The Story
Why it exists.
The beginning
Jarekhye Covarrubias designed Espresso Roast as an ode to something most people encounter every day but rarely pause to appreciate: the sensory weight of a really good espresso. The goal was to make something that smells like the real thing, not a candle version of coffee but the actual dark liquid, rich and inviting and demanding your attention. Ganache Parfums approached this composition as a study in restraint and accuracy, building the fragrance around the core experience of that first sip, the moment when the aroma rises before anything else. Espresso Roast captures the way roasted beans carry both bitterness and an unexpected sweetness, how the steam carries warmth, how the whole experience feels like a small but complete sensory event.
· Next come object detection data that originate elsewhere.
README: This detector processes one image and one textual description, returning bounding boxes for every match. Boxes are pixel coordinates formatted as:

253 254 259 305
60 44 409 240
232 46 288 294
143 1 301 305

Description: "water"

Espresso Roast passes the test of whether a coffee fragrance can smell edible. Coffee as a note in perfumery runs the risk of reading as a faint coffee-lite accord, something closer to flavored creamer, or it can go bold and lean into the actual bitterness and warmth of the bean. Here, it goes bold. But the surprise isn't just the opening. It's the way the sugar and amber don't just flank the coffee, they build. The drydown is sweeter than the top, which suggests something that understands how scent behaves on skin.
The evolution
The opening hits like the first sip, roasted beans and a whisper of bitterness, the slight char of the roast. Sugar arrives as a counterweight, the way real espresso can taste almost sweet before you add anything. Amber moves in to warm the composition and slow the fade, creating a foundation that supports the coffee rather than competing with it. The drydown is where Espresso Roast earns its name, the coffee-amber base clinging and sweetening as the top notes recede. Throughout the wear, the fragrance maintains a closeness to the skin, projecting softly while remaining present. The sweetness and the coffee intertwine, with the amber providing warmth that makes the whole experience feel grounded and inviting. As the top notes settle, the composition reveals itself as something cohesive, where each element reinforces the others rather than fighting for attention.
Cultural impact
Espresso Roast offers a coffee-forward gourmand that resists the temptation to go sweet and creamy, holding a distinctive position in a space where many coffee fragrances lean toward dessert-like interpretations. The composition appeals to wearers who appreciate authenticity in their gourmand scents, who want the genuine character of coffee rather than a softened version. This fragrance doesn't apologize for its boldness or try to make coffee palatable to skeptics.